Dunkirk First Ward Councilman Don Williams stated at Monday’s budget review meeting that he will not be voting on a budget that has an increased tipping fee.

“I’m not voting on a budget that doesn’t have something different in it, and all we’re doing is raising the tipping fee for everybody to pay across the board,” Williams said. “We have to watch out for our elderly people, our single home people and they pay enough already. The tipping fee is a tax, just like a tax increase is a tax. So if we’re going to raise it on them and we’re going to put a hard burden on that I’m going to end up voting ‘no’ on the budget.”

William’s argument is based on garbage amounts left at residences, which is what the tipping fee covers. He cited that there are several homes in the city where many bags are left each week and that if crews just followed the rules of what they are told to pick up that there wouldn’t need to be an increase in fees.
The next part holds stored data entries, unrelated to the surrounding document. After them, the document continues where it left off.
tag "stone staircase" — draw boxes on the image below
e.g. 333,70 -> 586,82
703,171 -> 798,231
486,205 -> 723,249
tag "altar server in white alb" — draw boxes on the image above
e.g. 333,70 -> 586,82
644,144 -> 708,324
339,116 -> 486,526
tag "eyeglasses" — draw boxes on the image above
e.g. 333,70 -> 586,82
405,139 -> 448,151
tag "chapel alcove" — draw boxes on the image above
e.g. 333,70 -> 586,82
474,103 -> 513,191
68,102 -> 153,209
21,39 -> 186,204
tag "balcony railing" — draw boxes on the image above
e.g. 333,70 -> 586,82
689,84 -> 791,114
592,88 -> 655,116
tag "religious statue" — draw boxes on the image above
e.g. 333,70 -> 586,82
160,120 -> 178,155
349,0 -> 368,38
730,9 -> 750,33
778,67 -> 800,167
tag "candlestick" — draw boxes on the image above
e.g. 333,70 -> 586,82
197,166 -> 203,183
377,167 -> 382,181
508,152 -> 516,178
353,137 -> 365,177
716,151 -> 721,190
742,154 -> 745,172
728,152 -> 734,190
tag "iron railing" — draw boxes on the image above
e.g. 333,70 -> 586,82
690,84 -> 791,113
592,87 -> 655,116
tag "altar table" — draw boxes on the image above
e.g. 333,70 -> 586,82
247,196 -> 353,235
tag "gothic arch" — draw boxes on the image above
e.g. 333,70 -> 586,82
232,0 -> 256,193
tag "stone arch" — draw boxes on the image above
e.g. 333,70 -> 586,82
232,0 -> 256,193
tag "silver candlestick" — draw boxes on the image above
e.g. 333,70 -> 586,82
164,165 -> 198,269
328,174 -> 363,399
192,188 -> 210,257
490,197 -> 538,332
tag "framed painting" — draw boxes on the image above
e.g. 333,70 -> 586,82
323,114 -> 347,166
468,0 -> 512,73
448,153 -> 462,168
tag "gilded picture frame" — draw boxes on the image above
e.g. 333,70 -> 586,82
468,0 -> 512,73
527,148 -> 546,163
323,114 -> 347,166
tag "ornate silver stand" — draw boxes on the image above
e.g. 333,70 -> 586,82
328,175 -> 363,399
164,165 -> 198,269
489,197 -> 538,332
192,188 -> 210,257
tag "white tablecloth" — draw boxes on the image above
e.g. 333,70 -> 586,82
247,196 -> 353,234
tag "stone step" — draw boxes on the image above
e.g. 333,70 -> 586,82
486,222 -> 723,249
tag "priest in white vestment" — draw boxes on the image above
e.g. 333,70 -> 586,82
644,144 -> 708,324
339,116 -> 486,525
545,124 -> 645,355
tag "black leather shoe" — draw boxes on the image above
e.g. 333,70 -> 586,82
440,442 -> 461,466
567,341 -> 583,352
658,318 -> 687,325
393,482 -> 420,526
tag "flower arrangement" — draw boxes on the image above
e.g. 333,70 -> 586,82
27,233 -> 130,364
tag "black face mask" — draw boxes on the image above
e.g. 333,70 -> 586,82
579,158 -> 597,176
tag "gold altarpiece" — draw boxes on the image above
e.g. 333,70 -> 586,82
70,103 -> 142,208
“We read their water meter, I’m assuming that if the water rate is really low, I’m assuming that they’re not doing too much there so there shouldn’t be much garbage out there either,” Williams said. “If they’re not using a lot of water, they’re probably not generating a lot of garbage. If we just follow the rules that have been set up and printed in two languages on a calendar that’s mailed out to every doorstep, there should be no questions by any of those people why we’re leaving garbage behind. And if we have to go pick it up to keep the city clean, send the bill to the people that own the house.”

“I don’t think that we’re in a situation where we can start going one-by-one,” City Treasurer Mark Woods said. “How with the current staff that we have to monitor all of this how do we do it?”

The two shared various examples from around the city as they debated on how to set up a tiered system, which Williams would like to see as he stated there are elderly and single homeowners who don’t generate a lot and shouldn’t be hit for those that should.

“I think it’d be a good thing to do to offset for people that don’t use too much water or don’t put out too much garbage if we had a tiered minimum rate charge then that would kind of offset the increase in the tipping fee,” Williams said. “I think that we have to be firm on the fact that we are having the employees pick up the trash they’re supposed to pick up and leave the rest behind. If we have to then pick it up and bill whoever owns the house then because we picked up extra stuff.”

“Raising the tipping fee to me, you’re only hurting the ones that follow the rules,” he continued. “If we’re never going to follow the rules that are out there, by raising it you’re only hurting the people that follow it already. If we had a tiered structure on it, then people would pay a lower minimum and the tipping fee, then the basic bill would decrease instead of increase and there’d still be a tipping fee out of it. I don’t think we would need to raise the tipping fee if we’d just have our employees follow the rules.”